Dans ses réponses écrites aux deux parlementaires, publiées début 2014, le ministère de l’intérieur justifie ces contrôles au faciès par la « recrudescence du phénomène des vols à la tire ». « Au cours du premier semestre de l'année 2013, 1 662 personnes ont été mises en cause dans des procédures judiciaires de vols à la tire traitées par le département d'investigations judiciaires de la sous-direction régionale de la police des transports, expose le ministère. Parmi elles, plus de 1 000 étaient originaires d'Europe centrale, dont 80,7 % étaient ou se prétendaient mineures. » D’autres chiffres sont avancés : « Les mineurs originaires des pays de l'Est constituent, suivant les semaines, de 45 à 65 % des personnes interpellées et placées en garde à vue pour ce type de délinquance. En juillet 2013, un taux supérieur à 90 % a même été enregistré au cours d'une seule semaine. » Avant d’assurer, contre toute évidence, que la « recherche de ces auteurs » se fait « sans discrimination ».
Tout n’est bien sûr pas à jeter. « Les policiers parisiens effectuent un travail d’identification intéressant avec l’aide des officiers de liaison roumains, et plus récemment d’un officier de liaison de Bosnie, ce qui permet de remonter jusqu’aux têtes des réseaux qui exploitent ces jeunes filles », remarque Olivier Peyroux. Mais cette réponse pénale est, à ses yeux, loin d’être suffisante, même lorsque la justice, à l’issue de cinq ans de travail, réussit à démanteler un réseau criminel.

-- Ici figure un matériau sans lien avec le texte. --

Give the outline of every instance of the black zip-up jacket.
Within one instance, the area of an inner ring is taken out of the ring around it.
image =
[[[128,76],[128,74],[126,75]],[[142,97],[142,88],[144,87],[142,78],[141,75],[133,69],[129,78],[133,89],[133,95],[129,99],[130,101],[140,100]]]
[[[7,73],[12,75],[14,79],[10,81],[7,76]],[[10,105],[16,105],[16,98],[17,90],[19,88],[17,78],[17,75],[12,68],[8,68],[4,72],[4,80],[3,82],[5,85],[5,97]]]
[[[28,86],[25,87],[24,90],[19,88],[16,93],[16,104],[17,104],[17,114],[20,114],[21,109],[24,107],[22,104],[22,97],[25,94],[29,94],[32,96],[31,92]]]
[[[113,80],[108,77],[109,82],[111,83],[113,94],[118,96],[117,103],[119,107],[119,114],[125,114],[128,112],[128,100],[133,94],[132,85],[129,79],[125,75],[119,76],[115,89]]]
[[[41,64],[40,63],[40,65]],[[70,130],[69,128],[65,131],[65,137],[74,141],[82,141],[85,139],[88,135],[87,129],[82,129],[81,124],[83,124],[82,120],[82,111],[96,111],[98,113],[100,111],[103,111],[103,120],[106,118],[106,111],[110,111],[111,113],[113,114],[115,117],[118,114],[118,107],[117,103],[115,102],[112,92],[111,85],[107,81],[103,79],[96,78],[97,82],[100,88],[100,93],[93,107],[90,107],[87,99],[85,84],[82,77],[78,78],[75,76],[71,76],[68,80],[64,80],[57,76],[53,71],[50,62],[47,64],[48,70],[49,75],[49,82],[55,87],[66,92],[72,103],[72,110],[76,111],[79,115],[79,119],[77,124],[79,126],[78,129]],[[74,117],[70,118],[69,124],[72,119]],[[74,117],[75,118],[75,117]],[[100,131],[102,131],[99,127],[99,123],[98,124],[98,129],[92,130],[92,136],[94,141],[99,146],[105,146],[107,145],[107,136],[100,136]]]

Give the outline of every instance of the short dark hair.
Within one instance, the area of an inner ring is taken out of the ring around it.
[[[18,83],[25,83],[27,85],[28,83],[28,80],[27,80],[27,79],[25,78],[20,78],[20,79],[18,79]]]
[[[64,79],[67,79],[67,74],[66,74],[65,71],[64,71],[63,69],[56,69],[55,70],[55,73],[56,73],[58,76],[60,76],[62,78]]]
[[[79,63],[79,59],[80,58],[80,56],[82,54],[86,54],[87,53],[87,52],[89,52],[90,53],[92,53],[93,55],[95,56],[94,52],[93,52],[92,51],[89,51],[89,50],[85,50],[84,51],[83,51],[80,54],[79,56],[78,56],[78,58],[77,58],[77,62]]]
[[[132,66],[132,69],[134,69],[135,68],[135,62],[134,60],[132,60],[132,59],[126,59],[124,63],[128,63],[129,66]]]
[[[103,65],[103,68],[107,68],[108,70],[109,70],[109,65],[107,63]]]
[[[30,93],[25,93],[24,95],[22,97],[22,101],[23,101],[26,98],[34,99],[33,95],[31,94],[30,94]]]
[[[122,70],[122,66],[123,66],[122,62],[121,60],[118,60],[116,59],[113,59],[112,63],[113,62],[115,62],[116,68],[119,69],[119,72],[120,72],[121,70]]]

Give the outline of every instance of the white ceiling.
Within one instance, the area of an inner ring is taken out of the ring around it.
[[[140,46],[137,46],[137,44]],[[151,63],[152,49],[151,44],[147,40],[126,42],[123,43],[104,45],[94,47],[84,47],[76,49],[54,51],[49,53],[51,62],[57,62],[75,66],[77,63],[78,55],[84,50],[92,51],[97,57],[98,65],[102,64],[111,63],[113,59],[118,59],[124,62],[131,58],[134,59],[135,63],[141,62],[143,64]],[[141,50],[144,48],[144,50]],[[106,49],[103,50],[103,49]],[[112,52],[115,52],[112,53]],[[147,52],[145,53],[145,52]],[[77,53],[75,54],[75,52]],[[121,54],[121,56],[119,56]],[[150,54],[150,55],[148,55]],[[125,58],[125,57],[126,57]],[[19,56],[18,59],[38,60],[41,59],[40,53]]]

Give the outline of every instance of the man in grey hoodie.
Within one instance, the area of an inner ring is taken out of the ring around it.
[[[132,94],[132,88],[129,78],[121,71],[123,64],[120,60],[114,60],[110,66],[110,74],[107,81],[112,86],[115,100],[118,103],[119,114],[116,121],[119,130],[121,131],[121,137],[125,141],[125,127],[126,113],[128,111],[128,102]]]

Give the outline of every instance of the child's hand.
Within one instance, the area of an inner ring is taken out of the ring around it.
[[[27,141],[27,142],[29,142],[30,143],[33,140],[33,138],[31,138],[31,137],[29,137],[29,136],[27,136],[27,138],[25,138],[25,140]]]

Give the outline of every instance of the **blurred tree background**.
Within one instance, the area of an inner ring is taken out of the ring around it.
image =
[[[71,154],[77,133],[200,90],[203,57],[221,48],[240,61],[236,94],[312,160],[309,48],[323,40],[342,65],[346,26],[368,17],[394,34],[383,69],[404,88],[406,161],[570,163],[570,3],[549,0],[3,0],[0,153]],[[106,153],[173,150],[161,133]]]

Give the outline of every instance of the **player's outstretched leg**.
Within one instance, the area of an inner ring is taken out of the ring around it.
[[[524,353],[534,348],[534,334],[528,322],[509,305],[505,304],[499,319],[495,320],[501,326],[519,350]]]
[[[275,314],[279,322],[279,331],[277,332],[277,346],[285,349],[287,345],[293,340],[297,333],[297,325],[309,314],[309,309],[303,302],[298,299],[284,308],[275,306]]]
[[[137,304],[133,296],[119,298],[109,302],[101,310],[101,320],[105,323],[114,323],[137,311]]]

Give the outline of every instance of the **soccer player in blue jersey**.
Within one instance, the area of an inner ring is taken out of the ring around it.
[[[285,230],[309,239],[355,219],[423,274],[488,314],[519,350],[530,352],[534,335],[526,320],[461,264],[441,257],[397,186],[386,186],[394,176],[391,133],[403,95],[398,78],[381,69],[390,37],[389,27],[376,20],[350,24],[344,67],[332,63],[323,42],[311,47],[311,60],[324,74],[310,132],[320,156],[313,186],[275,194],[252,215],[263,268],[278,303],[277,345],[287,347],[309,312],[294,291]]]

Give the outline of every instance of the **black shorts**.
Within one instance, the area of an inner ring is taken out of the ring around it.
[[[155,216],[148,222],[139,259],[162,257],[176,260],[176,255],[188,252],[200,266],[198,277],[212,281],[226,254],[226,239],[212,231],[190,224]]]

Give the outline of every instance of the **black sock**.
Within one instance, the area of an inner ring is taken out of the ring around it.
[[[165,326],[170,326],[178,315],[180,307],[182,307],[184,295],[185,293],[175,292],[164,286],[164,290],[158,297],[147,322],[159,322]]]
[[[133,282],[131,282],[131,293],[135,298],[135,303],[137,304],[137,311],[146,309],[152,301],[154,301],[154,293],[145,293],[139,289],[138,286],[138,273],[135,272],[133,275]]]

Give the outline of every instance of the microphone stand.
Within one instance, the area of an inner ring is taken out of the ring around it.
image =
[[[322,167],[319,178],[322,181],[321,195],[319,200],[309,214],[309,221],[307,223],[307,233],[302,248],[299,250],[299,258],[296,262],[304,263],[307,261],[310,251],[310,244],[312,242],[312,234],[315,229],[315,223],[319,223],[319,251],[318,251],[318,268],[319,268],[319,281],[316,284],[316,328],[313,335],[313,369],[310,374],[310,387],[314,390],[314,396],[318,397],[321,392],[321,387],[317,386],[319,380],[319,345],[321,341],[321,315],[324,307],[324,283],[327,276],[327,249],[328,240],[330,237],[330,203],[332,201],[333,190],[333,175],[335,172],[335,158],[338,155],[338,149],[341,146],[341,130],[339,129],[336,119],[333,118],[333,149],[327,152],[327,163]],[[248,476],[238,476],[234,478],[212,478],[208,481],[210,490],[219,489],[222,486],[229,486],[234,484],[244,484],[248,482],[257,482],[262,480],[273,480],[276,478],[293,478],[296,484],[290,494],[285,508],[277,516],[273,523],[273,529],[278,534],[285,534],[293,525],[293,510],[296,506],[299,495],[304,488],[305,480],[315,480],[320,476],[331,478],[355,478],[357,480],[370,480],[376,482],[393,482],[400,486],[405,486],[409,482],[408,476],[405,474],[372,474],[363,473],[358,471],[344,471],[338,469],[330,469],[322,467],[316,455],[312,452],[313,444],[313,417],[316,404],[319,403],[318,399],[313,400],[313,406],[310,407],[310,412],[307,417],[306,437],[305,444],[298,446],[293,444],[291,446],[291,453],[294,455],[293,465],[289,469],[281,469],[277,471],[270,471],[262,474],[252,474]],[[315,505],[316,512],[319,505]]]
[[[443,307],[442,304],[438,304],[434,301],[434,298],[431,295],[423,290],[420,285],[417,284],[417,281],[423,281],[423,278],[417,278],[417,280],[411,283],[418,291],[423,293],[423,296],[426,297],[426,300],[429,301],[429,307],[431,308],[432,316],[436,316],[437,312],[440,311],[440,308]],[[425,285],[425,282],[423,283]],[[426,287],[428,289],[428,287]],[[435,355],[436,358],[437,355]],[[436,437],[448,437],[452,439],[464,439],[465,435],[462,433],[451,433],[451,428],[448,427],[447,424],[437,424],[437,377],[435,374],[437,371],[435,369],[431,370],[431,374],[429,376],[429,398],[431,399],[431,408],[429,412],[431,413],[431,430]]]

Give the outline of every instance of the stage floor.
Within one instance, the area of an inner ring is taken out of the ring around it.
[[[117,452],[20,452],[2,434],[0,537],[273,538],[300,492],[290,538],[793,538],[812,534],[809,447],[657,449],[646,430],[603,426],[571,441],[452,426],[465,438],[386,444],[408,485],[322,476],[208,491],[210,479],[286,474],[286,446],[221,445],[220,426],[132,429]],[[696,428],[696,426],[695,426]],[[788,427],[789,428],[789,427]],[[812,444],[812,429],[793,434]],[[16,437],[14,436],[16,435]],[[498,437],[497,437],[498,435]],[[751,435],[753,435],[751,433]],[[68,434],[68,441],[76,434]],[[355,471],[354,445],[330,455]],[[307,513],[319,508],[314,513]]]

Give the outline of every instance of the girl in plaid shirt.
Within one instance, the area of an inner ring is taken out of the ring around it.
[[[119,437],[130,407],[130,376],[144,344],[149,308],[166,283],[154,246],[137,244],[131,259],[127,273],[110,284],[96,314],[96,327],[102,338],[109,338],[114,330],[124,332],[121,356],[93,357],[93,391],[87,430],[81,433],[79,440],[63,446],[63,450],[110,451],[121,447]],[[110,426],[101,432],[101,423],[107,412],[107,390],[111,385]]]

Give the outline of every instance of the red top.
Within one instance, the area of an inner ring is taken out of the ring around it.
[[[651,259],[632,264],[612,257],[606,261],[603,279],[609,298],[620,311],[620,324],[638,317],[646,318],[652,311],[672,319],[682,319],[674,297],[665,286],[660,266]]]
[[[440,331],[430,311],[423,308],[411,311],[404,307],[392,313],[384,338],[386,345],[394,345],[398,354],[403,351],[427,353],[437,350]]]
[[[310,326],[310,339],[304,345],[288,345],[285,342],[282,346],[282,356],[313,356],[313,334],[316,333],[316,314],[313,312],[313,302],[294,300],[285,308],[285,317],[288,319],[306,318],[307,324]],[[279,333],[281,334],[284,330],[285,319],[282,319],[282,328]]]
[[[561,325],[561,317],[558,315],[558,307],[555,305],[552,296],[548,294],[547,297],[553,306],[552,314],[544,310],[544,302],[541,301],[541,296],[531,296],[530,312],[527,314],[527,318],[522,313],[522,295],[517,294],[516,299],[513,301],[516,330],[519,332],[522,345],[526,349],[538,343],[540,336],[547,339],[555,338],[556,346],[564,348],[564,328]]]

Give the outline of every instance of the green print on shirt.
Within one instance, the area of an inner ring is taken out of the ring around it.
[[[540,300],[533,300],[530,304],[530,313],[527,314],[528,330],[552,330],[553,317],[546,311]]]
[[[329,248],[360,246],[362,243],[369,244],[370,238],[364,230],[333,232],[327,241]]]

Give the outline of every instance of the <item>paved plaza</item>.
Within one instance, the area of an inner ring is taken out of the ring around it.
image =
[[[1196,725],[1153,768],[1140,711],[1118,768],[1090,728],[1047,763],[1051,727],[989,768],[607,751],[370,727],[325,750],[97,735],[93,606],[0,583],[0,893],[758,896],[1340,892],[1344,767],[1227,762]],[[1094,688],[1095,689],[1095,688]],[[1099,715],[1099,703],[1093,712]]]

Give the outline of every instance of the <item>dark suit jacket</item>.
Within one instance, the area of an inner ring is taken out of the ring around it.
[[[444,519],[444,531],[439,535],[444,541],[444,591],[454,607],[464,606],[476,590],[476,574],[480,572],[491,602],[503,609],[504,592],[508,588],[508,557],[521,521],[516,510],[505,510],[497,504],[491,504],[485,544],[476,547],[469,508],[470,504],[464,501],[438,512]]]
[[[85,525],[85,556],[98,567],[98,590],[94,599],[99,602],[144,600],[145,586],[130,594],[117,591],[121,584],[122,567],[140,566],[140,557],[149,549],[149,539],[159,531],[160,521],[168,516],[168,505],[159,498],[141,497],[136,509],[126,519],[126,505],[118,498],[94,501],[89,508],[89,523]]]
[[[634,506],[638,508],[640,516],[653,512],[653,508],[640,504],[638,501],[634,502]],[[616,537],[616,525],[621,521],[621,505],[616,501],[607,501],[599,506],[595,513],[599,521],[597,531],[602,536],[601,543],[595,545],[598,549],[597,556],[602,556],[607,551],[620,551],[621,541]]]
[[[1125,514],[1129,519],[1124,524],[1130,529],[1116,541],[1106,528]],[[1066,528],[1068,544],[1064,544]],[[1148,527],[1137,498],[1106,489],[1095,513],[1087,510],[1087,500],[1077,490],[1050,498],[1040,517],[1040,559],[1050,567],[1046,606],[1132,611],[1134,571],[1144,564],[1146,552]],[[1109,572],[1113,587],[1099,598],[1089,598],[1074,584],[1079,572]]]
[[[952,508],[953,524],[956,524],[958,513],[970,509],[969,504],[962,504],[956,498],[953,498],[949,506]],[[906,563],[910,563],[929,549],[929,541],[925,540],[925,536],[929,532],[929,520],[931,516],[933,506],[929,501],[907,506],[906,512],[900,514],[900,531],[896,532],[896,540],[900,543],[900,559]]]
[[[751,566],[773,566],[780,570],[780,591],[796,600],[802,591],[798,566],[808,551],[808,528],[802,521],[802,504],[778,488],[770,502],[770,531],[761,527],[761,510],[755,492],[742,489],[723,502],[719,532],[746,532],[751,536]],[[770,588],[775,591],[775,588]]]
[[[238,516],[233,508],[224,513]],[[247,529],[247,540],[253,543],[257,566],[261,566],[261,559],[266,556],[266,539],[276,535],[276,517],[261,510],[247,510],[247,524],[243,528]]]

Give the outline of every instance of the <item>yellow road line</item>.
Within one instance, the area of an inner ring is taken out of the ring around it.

Le 15 mai 2013, le tribunal correctionnel de Paris a ainsi condamné plusieurs membres du réseau Hamidovic, la plupart originaires de Bosnie-Herzégovine, pour avoir contraint des jeunes filles à voler dans le métro parisien. Poursuivi pour « traite des êtres humains », leur chef a écopé de sept ans d'emprisonnement ferme. « Le même jour, à deux pas du tribunal, à Châtelet, on voyait des gamins qui fonctionnaient sur le même mode opératoire », assure Guillaume Lardanchet, directeur de l’association Hors la rue qui, depuis huit ans, aide les mineurs étrangers isolés. Pour lui, « le meilleur outil de destruction de ces pratiques, c’est la protection des mineurs, qui permettra de couper l’herbe sous le pied des réseaux ».
« Il y a une schizophrénie à dire d’un côté que ces jeunes sont exploités et, de l’autre, à les traiter uniquement comme des délinquants, avec des contrôles au faciès, sans leur donner la protection (à laquelle) ils auraient droit », souligne le chercheur Olivier Peyroux. Qui rappelle que le gouvernement socialiste avait, selon une directive européenne, jusqu’au 6 avril 2013 pour mettre en place un plan de lutte contre la traite des êtres humains…
BOITE NOIREContactée jeudi midi, la préfecture de police de Paris ne nous a pas encore répondu.